Wynn Resorts confirms employee data breach after ShinyHunters leak site listing

Wynn Resorts confirmed that a hacker accessed and stole employee data from its systems after the company appeared on the ShinyHunters extortion group’s data leak site, prompting an internal investigation and engagement with external cybersecurity experts.

The Las Vegas-based Wynn Resorts said it activated its incident response procedures upon discovering the breach and launched a comprehensive review of the incident.

The company acknowledged that “an unauthorized third party acquired certain employee data.” It stated that it immediately initiated its response protocols and began a thorough investigation with outside cybersecurity specialists.

Wynn said the unauthorized party claimed the stolen data had been deleted. The company reported that it is monitoring the situation and has not identified any evidence that the information has been published or otherwise misused.
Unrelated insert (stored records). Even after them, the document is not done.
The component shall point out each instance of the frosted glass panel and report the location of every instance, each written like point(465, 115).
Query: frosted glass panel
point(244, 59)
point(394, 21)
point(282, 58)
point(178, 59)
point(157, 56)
Wynn did not disclose how many individuals were affected and did not address whether a ransom was paid.

The company emphasized that the incident did not disrupt guest operations or impact its physical casino and resort properties, which remain fully operational. Wynn is offering complimentary credit monitoring and identity protection services to affected employees.

The confirmation followed Wynn Resorts’ appearance Thursday on the leak site operated by the ShinyHunters data extortion group. In a post that was later removed, the attackers claimed to have obtained more than 800,000 records containing personally identifiable information, including Social Security numbers and employee data. The post warned the company to make contact by Feb. 23, 2026, or the data would be released.

Shortly after the warning, Wynn’s listing was removed from the site, a development commonly associated with ongoing negotiations or disputed claims.

ShinyHunters is known for breaching organizations and threatening to publish stolen data unless payment demands are met. The group has operated across multiple underground forums and extortion portals and has claimed responsibility for numerous high-profile data theft incidents.

In the past year, ShinyHunters conducted a broad campaign targeting companies’ Salesforce environments through social engineering and the abuse of stolen third-party OAuth tokens. The group has recently claimed breaches involving Panera Bread, Betterment, SoundCloud, Canada Goose, Pornhub and Match Group.